The picture of the Cook Out hamburger at the top of this post is by my daughter, Juliet, a sophmore at UNC-Chapel Hill.

I've been having trouble recently with the pictures and links on my blog, so if they are not working when you first read this please check back later.

Right To Discovery Regarding Expert Witness Trumps Attorney-Client Privilege

This short Order has a valuable nugget on the discoverability of communications between lawyers and their expert witnesses.

One of the Defendants moved to compel discovery from the Plaintiff to obtain documents exchanged between the Plaintiff's lawyers and their expert. 

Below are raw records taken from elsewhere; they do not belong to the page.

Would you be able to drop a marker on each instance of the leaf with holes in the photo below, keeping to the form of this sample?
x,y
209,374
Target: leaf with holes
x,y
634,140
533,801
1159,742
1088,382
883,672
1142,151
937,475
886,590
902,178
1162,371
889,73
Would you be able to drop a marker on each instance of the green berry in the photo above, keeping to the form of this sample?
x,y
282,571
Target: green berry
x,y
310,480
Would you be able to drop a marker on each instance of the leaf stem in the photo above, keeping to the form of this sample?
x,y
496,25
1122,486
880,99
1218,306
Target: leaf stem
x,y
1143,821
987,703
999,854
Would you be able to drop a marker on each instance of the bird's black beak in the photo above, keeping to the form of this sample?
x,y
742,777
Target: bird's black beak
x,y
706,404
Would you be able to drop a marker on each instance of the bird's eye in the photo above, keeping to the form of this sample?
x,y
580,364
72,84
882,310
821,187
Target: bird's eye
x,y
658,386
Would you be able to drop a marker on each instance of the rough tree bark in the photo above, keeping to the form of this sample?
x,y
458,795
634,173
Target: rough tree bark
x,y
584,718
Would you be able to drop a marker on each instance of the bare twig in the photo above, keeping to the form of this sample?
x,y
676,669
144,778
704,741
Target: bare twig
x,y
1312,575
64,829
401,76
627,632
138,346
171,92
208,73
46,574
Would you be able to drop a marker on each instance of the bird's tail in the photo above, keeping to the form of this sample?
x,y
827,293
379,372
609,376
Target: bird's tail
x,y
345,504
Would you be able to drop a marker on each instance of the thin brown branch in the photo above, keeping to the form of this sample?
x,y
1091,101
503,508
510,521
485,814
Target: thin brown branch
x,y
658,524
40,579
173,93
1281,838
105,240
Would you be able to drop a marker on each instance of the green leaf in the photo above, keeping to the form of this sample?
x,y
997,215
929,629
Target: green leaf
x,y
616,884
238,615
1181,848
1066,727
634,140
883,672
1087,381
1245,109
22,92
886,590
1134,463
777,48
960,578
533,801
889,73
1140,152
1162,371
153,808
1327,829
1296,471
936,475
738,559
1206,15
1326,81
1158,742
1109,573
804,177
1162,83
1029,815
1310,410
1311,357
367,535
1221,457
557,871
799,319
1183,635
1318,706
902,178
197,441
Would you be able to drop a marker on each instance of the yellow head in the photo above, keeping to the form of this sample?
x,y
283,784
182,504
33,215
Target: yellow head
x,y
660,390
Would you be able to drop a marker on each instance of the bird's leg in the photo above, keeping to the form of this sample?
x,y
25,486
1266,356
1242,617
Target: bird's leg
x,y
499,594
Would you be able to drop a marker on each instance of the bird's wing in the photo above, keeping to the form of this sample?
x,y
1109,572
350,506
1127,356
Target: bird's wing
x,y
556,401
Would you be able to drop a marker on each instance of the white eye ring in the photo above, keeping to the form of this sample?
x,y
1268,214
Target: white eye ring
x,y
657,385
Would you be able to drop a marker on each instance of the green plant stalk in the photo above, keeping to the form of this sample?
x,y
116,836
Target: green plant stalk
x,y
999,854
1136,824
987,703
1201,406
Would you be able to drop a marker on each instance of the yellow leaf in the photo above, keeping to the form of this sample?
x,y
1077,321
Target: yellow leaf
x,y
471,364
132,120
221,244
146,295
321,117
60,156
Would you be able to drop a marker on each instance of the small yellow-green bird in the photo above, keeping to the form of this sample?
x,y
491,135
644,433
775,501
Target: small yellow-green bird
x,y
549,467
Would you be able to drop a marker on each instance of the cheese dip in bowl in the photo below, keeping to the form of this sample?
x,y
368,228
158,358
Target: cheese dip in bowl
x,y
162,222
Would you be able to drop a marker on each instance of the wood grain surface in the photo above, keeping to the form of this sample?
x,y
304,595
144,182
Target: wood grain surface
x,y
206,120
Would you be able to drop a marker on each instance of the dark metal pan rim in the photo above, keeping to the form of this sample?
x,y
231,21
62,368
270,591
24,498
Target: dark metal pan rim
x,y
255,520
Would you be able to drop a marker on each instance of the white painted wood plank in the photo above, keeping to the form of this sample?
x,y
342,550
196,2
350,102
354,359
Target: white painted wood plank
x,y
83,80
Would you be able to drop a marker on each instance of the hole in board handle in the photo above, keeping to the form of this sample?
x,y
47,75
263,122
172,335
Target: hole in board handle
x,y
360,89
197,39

The expert, however, was also the President of the client and the central fact witness.  Plaintiff resisted production on the grounds of attorney-client privilege. 

It made no difference to the Court that the expert was also the client.  It held:

"Plaintiff’s assertion of the attorney client privilege to shield discovery of any communications with counsel involving his expert opinions is misplaced. Expert witnesses are subject to specific rules of discovery under the North Carolina Rules of Civil Procedure. N.C.R. Civ. P. Rule 26(b). Generally, the facts known to and the opinions held by an expert are discoverable as well as the materials the expert relied upon in coming to his or her opinion. See id. at Rule 26(b)(4), 26(b)(1). If [the expert's] opinions are based upon any information supplied to him by counsel that information is discoverable and Plaintiff is required to make disclosures of that information."

There are no cases cited in the Court's Order, but Defendant's Brief contains references to a number of cases on the issue of discovery of communications between attorneys and their expert witnesses.

The earlier post on this case, Azalea Garden Board & Care v. Vanhoy, involved an issue of discoverability of settlement agreements.